A potential for opportunity
Much like the current political climate, the future of mining is uncertain. Despite this environment, the country’s GDP grows at an impressive 7%. Alongside the country’s strong growth, the Duterte administration plans to usher in a ‘golden age of infrastructure’ spending by increasing funds towards the neglect sector to P7 trillion ($150.5 billion) between 2018 and 2022.
This may set the necessary preconditions for the mining industry’s revival. Adapting the industry towards facilitating the country’s strong domestic growth can provide the industry an opportunity to play a tangible part in the country’s economic development, proving that it can potentially provide a contribution not only to the economy, but also to the general population.
While previous renditions of the industry cannot continue, it is important that vengeful rhetoric or actions concerning mining’s previous transgression, by way of heavy taxation or further shutdowns, do not transpire.
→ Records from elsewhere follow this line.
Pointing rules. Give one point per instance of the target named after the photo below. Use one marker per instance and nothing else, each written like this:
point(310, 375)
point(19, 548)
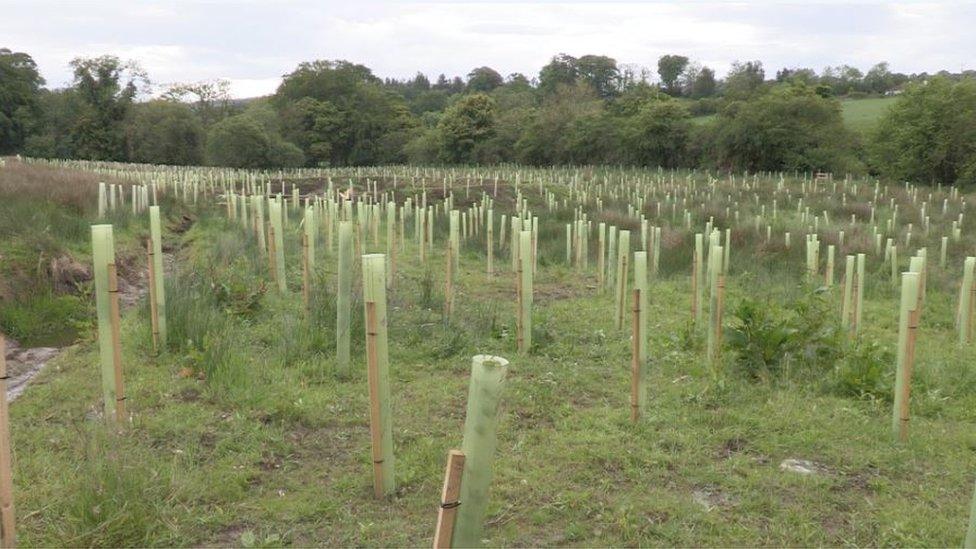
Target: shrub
point(768, 340)
point(865, 372)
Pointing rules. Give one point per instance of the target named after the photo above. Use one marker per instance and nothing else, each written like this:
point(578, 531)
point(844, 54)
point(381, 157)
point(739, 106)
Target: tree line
point(577, 110)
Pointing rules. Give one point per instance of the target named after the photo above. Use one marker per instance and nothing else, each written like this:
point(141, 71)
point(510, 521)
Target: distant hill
point(860, 115)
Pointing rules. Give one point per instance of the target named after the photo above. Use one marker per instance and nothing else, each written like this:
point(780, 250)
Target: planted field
point(691, 359)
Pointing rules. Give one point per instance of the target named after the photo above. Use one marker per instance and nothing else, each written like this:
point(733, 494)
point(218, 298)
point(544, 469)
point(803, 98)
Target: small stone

It is imperative that a balance is reached between essential policies and a climate that favors growth and investment. A cautious deconstruction of the mining industry’s oligarch nature must occur in order to increase the sector’s competitiveness and dynamism; allowing it to play a comprehensive part in the country’s economy.
This will be no easy task, considering the industry’s many vested interests. Duterte’s widely-popular“strongman” approach may prove helpful; however, this too requires an uncharacterized and perhaps a unseen nuance by the President.
With an estimated $840 billion of mineral resources yet to be mined, the opportunities for growth are visible. In Duterte’s favorability, the country’s booming economy and ‘relative’ stability all present an exciting landscape to foreign investors. Nevertheless, with the industry currently up in the air, not to mention the rapid pace of developments of the country on both the domestic and international fronts—any endeavor will certainly will be one with inherent risk.
Robert Veldhuizen is political risk analyst at Global Risk Insight.